Cova un riscatto dell’inverno con FREDDO e NEVE verso metà mese

Le emissioni del modello americano parlano chiaro: se vi è ancora incertezza sull'entità del peggioramento intorno al 9-10 febbraio, subito dopo sembrano aprirsi evoluzioni molto interessanti e di stampo invernale.

Come? Non credete al riscatto dell’inverno? Invece dovreste cominciare a pensarci. E seriamente, perché stasera il modello americano non ha per niente voglia di scherzare e mostra una media degli scenari per la seconda decade di febbraio che non si era ancora vista.
Si certo, ora l’attenzione è catalizzata attorno al possibile passaggio perturbato tra il 9 e il 10 febbraio, ma in realtà il transito di questa perturbazione potrebbe solo fungere da apripista ad una vera rivoluzione barica.

Questo è il passaggio perturbato del 10, giusto?

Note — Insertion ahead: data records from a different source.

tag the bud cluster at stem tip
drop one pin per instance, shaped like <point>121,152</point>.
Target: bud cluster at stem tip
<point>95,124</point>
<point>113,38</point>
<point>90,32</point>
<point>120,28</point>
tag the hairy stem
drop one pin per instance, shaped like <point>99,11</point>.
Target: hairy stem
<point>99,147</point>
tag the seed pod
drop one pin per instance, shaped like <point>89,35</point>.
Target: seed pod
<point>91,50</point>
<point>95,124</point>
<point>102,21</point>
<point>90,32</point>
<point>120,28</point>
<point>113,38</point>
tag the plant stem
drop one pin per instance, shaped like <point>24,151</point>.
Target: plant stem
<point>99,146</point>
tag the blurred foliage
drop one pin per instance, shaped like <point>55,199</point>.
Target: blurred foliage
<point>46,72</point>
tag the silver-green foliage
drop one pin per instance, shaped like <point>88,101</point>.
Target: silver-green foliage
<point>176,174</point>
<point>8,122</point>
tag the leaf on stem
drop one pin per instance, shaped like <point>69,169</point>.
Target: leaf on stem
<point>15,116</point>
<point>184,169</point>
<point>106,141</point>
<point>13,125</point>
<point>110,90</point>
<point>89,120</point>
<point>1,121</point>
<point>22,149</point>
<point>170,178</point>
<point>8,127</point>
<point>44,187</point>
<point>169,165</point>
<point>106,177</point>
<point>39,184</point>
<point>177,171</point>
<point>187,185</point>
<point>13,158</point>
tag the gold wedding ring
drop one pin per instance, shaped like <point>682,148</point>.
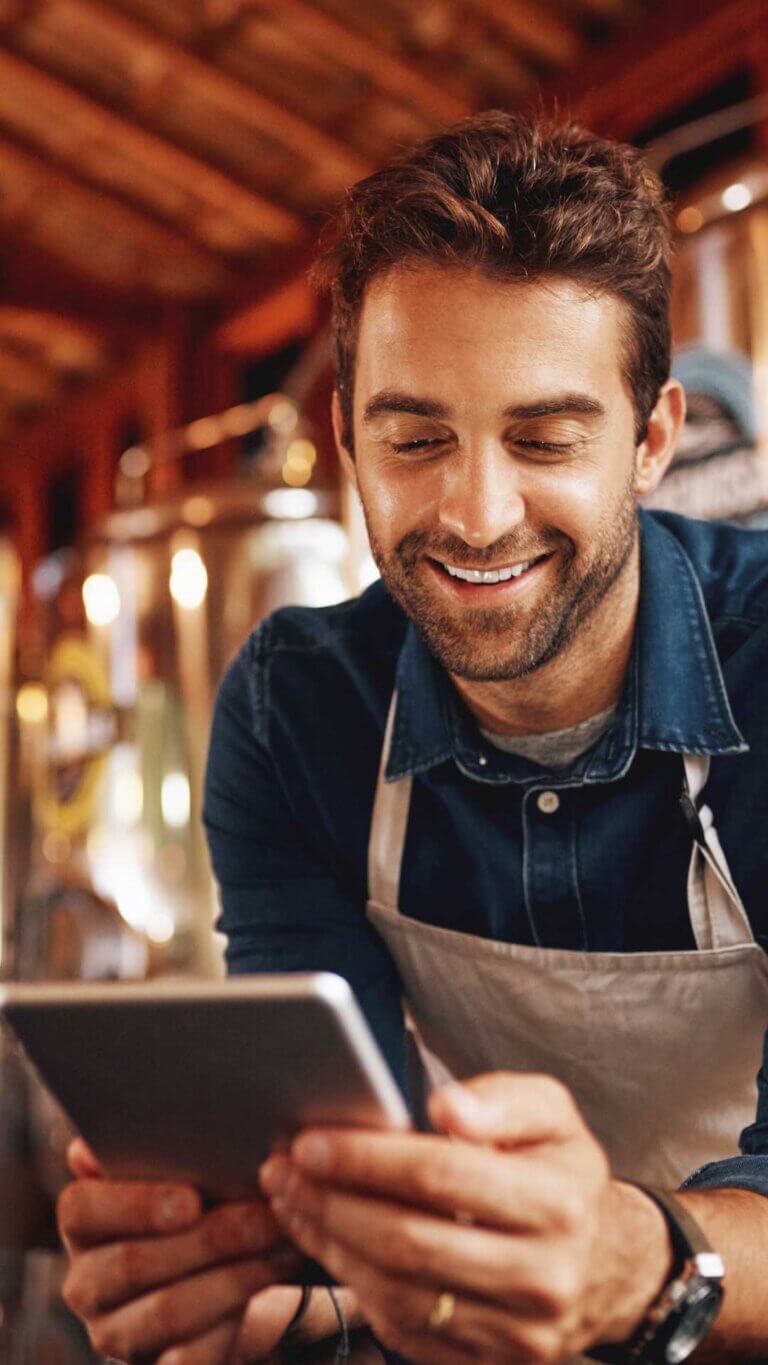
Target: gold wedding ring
<point>442,1312</point>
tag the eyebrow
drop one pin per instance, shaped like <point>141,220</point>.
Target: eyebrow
<point>392,400</point>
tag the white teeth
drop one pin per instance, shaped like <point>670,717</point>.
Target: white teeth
<point>489,575</point>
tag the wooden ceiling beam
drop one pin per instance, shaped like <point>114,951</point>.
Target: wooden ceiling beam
<point>56,183</point>
<point>385,71</point>
<point>239,98</point>
<point>26,380</point>
<point>542,33</point>
<point>659,63</point>
<point>94,122</point>
<point>138,210</point>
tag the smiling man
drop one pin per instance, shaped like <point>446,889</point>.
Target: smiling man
<point>489,791</point>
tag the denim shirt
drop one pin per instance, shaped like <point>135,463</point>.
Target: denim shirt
<point>292,767</point>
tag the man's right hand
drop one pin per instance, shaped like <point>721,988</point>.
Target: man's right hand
<point>152,1274</point>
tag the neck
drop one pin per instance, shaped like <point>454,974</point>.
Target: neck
<point>581,681</point>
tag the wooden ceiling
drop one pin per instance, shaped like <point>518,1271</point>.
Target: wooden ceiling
<point>175,149</point>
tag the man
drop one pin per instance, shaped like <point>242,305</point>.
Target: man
<point>501,752</point>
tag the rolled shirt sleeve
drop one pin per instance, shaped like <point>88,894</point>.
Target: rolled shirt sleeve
<point>749,1170</point>
<point>281,911</point>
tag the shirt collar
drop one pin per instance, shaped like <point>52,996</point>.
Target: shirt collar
<point>673,699</point>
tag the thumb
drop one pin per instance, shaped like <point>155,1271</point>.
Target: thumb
<point>82,1160</point>
<point>506,1109</point>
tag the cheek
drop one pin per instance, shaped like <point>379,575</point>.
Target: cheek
<point>579,503</point>
<point>399,501</point>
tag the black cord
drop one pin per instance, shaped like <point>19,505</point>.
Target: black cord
<point>300,1309</point>
<point>343,1349</point>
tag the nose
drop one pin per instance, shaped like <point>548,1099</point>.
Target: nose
<point>480,497</point>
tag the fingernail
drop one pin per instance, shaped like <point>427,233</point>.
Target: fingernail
<point>176,1208</point>
<point>463,1102</point>
<point>273,1175</point>
<point>285,1260</point>
<point>314,1154</point>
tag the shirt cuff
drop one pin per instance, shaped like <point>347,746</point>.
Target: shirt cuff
<point>746,1173</point>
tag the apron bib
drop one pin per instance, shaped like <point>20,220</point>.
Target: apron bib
<point>659,1050</point>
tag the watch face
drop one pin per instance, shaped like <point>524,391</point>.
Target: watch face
<point>697,1315</point>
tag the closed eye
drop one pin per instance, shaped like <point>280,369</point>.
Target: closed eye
<point>405,447</point>
<point>551,447</point>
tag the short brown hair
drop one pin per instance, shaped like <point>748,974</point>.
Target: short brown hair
<point>517,197</point>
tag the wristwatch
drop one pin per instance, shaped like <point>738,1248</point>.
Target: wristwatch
<point>688,1305</point>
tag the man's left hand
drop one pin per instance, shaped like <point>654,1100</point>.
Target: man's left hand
<point>502,1237</point>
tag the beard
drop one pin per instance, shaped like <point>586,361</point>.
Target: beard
<point>497,644</point>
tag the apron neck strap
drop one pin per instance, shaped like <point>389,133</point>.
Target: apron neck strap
<point>389,822</point>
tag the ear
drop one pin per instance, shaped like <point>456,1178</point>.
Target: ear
<point>655,452</point>
<point>344,455</point>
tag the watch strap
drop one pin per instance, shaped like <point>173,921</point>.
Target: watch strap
<point>685,1234</point>
<point>686,1241</point>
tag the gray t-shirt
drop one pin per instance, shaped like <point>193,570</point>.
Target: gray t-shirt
<point>555,748</point>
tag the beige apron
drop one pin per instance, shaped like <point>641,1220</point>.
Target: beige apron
<point>660,1050</point>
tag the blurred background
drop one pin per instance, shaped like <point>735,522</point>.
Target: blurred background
<point>167,474</point>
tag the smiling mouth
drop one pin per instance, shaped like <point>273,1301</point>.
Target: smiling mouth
<point>487,576</point>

Il modello americano è l’unico a vederlo in maniera abbastanza incisiva, sia pure accompagnato da ben poca aria fredda e dunque da pochi contrasti. Gli altri modelli quasi snobbano questo transito, ma guardano lungo e ci colgono un’opportunità, cominciamo dal modello europeo:

Lui ci vede un passaggio piuttosto veloce ma guardate l’aria fredda che si avvicina finalmente all’Italia e la depressione che segue questo inserimento freddo: è già un segnale che da quel contrasto potrebbe nascerne qualcosa di invernale tra nord e centro, tra il 12 e il 14 febbraio.

Il modello canadese stesso non dà molta importanza al transito del 10, che vede come una sorta di cambio di scenografia, notate le correnti da ovest che corrono ancora troppo all’impazzata per consentire un peggioramento marcato:

Tutti però poi virano verso questa configurazione, che potrebbe essere la chiave di volta del febbraio, ecco la media degli scenari del modello americano per il giorno 13 febbraio, lontanissimo ma chiara nella sua indicazione di sbilanciamento dell’anticiclone verso nord:

E da una situazione da NNW ecco cosa potrebbe anche decidere di piombarci addosso entro metà mese (scenario ripreso anche nell’immagine di copertina di questo articolo): un affondo da nord che porterebbe freddo e neve su molte regioni.

Si certo direte, ma che probabilità ha una previsione a 15 giorni sostenuta da una configurazione ancora così abbozzata: non molta, ma nemmeno poca, perché il segnale c’è, per settimane non c’è stato e per stanotte vi basti sapere questo…che c’è!